The New Brady Bunch (l-r) Ben Kaplan (Ben), Christopher Knight (Peter), Barry Williams (Greg), Marshall Jay Kaplan (Marshall Marshall Marshall), Susan Olsen (Cindy) and Mike Lookinland (Bobby)

“Dad has been indoctrinating me with TV ever since kindergarten,” narrates Ben (who also directed this doc). “He even made me sit on his knee and watch The Jerry Springer Show.”

That alone might have sparked neighbours to call Child Services. Later, we see into the Kaplan’s basement, where, as Ben says, “massive hoards — or, as my dad says, a ‘treasure trove’ — of TV memorabilia” is stashed.

There’s also a trip to New Jersey and a Brady Bunch convention. Original cast member Christopher Knight (Peter), born in 1957, takes one look at Marshall Kaplan and his Brady caricatures and says, “Marshall, Marshall, Marshall!”

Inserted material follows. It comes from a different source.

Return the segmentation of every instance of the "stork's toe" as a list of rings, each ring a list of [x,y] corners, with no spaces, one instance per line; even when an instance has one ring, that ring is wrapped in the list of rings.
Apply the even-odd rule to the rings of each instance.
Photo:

The lesson for me watching this, of course, is that parents maybe should ease off when it comes to jamming their culture down their kids throats. My Katie and Dan were the only two kids in their schools who knew who Fred and Ethel Mertz were, because — from the time they were bottle fed — I used to thread up a 16mm projector and show them prints of old black and white TV shows such as I Love Lucy.

The effect, though, is two fold: junior gets a pretty good pop culture history lesson, but your innocent offspring also winds up a bit out of their own time; a half-generation removed, as if caught in some sort of Star Trek or Doctor Who time/space conundrum. (It doesn’t take Spock to see the irony of explaining these things with TV references.)

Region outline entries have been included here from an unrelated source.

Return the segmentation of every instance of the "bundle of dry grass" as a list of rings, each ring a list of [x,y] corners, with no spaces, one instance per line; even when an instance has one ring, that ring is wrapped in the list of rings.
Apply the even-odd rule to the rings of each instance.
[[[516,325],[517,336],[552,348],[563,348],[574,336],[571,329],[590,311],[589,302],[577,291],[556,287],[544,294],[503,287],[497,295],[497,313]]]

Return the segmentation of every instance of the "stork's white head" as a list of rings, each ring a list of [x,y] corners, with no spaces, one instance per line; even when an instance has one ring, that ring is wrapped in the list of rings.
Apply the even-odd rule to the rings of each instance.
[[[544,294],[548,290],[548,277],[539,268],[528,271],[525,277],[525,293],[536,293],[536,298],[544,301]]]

In the 90 minute documentary, Ben finally says to his dad, look, enough with all these childhood memories. Draw some TV stars from this century. Stop with all this Brady B.S.

What follows is Ben heading down to an intern job in Los Angeles. There’s no escaping dad, however, who is waiting down there to give him a personalized tour of Hollywood. This includes stops at all the pop culture landmarks tucked into various corners of the Valley — including the actual exterior houses used in The Brady Bunch, The Golden Girls or even Modern Family.

[Marshall and me geeked out on all this on the phone Thursday. One day we will do a podcast.]

Dad is a very good tour guide. He points out to Ben the apartment building used as the exterior shot of Jerry’s place on Seinfeld. (I always assumed that building was in New York.) He talks his way into everything, crashing studio gates so father and son can romp around a Sons of Anarchy set. Does he go too far sometimes? Ben is mortified when dad wants to shoot a video intro in front of the Modern Family house — especially when the old man keeps insisting young Ben remove the dry cleaning from the occupant’s front door.

Trespassing concerns aside, these awkward moments are actually where this documentary grows beyond the level of an extended home movie. They spark two conversations: when should a parent let got and let their child establish their own culture and why did TV shows and personalities of the ’60s and ’70s have a stronger imprint on the generation of viewers raised three or four decades ago?

Ben, Lear and Marshall

Elevating that conversation is input from various television luminaries including directors Jay Sandrich (The Mary Tyler Moore Show), Peter Bonerz (WKRP in Cincinnati) and Tom Cherones (Seinfeld). Another director, Mark Cendrowski (The Big Bang Theory), talks about how his own children can’t related to a network series interrupted with commercials. Saskatchewan-born writer-director Burt Metcalfe (M*A*S*H) and director Joel Zwick (Full House) also weigh in. Even TV’s Yoda, the great Norman Lear (All in the Family; The Jeffersons), invites the Kaplans into his home for a chat.

There’s also valuable insight from Sarah Sharma, director of the McLuhan Centre in Toronto. They all stress that, once upon a time, TV brought families together; that there was a connection formed every week at the same time on the same channel that’s just not as strong today on-demand on a hand-held device. Sharma likens today’s TV connections to “a Tinder relationship.” Lear, on the other hand, understood why the old ways worked on TV. “All we want to do,” he tells the Kaplans, “is connect to each other.”

It’s all fathers and sons want, too.